Por: María Laura Idárraga

Independientemente del proceso de paz al que actualmente le apuesta el gobierno Santos, debemos replantearnos qué tan amigos somos de esa idea de la convivencia pacífica y del sentir colectivo de la paz.

Es muy fácil salir a defenderla, levantar el índice y el corazón en memoria de nuestros hippies mientras posamos para sacarnos una selfie. También es muy fácil decir que somos pacíficos, que toleramos las diferencias y respetamos las múltiples formas de pensar; sin embargo, salimos en nuestros carros a pitar e insultar cuando a alguien se le apaga el carro, o nos burlamos descaradamente cuando algo le sale mal a los demás.

Promulgamos la idea de generar territorios de paz incluso en nuestros hogares, pero hay niños que todos los días soportan abusos o tienen que ver cómo sus padres se pelean, llegando incluso a la agresión física.

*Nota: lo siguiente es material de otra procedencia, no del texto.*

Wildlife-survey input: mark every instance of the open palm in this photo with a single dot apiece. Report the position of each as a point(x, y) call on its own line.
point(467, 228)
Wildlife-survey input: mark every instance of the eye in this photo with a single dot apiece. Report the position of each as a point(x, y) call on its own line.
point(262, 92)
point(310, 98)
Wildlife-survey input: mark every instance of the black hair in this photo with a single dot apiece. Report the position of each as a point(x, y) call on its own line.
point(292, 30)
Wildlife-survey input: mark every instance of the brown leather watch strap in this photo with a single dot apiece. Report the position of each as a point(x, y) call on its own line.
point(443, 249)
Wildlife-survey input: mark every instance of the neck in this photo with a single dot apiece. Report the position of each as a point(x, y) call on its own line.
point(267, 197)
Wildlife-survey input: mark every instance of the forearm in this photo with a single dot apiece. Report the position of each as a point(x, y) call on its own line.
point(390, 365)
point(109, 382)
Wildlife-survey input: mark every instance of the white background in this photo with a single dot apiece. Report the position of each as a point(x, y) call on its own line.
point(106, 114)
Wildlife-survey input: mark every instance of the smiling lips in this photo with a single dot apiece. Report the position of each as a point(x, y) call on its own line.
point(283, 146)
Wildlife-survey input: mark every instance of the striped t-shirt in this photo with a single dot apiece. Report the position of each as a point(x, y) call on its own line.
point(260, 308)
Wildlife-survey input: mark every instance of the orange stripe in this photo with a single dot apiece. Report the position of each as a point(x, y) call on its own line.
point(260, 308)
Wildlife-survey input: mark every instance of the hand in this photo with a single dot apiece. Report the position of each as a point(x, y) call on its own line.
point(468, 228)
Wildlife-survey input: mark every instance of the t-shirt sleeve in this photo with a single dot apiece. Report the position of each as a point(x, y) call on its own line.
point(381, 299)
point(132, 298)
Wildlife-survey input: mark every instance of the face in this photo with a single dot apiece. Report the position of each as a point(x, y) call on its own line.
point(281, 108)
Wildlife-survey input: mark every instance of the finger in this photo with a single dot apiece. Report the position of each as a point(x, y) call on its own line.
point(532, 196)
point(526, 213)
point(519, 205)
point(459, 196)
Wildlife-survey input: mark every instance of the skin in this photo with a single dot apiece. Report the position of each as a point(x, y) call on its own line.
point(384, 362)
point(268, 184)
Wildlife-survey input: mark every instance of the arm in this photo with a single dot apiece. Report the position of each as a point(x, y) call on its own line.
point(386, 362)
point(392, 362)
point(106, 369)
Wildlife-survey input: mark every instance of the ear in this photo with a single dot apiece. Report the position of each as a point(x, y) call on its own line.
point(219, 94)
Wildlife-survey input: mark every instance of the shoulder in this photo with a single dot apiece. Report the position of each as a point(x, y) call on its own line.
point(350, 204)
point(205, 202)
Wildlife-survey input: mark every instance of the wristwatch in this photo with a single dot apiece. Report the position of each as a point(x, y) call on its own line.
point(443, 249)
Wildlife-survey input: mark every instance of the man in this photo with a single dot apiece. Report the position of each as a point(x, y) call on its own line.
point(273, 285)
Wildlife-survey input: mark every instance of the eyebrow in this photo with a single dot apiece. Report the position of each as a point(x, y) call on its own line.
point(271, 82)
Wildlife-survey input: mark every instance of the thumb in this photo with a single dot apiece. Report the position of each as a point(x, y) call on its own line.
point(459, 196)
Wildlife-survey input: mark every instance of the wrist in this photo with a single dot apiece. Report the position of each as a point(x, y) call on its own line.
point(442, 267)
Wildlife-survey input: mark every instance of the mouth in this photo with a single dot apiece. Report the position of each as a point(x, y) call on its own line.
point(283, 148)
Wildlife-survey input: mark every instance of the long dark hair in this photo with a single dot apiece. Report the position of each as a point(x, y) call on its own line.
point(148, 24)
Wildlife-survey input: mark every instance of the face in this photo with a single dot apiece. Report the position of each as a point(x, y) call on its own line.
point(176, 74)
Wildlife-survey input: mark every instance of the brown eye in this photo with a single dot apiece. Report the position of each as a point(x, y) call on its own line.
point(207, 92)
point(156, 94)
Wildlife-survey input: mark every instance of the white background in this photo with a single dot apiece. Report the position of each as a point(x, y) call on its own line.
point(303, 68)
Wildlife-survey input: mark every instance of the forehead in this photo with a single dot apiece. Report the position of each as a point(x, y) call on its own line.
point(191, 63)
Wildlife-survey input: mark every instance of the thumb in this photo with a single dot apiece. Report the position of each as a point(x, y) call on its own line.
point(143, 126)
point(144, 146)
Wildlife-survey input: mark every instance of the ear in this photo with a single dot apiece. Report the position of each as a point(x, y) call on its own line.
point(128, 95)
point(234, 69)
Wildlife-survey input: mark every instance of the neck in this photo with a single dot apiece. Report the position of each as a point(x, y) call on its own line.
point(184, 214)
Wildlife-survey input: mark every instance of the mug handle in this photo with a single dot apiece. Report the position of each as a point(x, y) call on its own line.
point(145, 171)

A diario escuchamos las intervenciones de políticos que abogan por la paz y quienes se sienten fervientes en sus deseos de seguir en guerra. Aquellos que despistan a la opinión pública hablando de justicia para no permitir la impunidad, pero no se atreven a ser judicializados por los cientos de actos atroces cometidos contra la población civil.

También se visten de verde y sacan banderas blancas para marchar sobre calles de asfalto y hierba, pero intentan a toda costa echarle tierra (o escombros) a sus delitos todavía impunes.

Los amigos de la paz no necesitan estar en contra o a favor de los diálogos que actualmente se viven en La Habana. Tampoco están obligados a aprenderse la historia de la guerra de pi a pa en el país, ni tienen que hacer obras de caridad para sentirse más humanos. Basta con respetar los espacios del otro, tolerar las diferencias, convencerse de que hay métodos más sabios y constructivos que las armas.

Basta con que enseñen a sus hijos los buenos hábitos del pacifista, esas personas que andan por ahí regalando una sonrisa, saludando o hablando pausadamente. O simplemente basta con que enseñen, cualquier cosa, maneras de salir adelante, de encontrar oportunidades donde solo se ven fracasos, de ver y reconocer al otro.

Hoy todos los columnistas (la mayoría) escriben sobre los diálogos de paz. Algunos hablan de lo mismo, de todo un poco, de los últimos avances, del cese bilateral del fuego, de los muertos, de los vivos, de los desaparecidos. Pero pocos hablan de mecanismos para vivir y contagiar paz; pocos hablan de los métodos simples como sonreír, saludar, dar las gracias o despedirse.

La paz es un líquido que se escurre en nuestras manos. Cuando la sentimos, al instante se nos ha resbalado. No obstante podemos hacer de un río de guerra un mar de paz, aunque no será fácil. Todavía hay que acabar con esa sed de justicia que a veces tomamos por mano propia, pero también hay que acabar con esa burocracia y lentitud del sistema judicial. Primero hay que reconocer quiénes seremos los amigos de la paz, luego será nuestro deber contagiarla.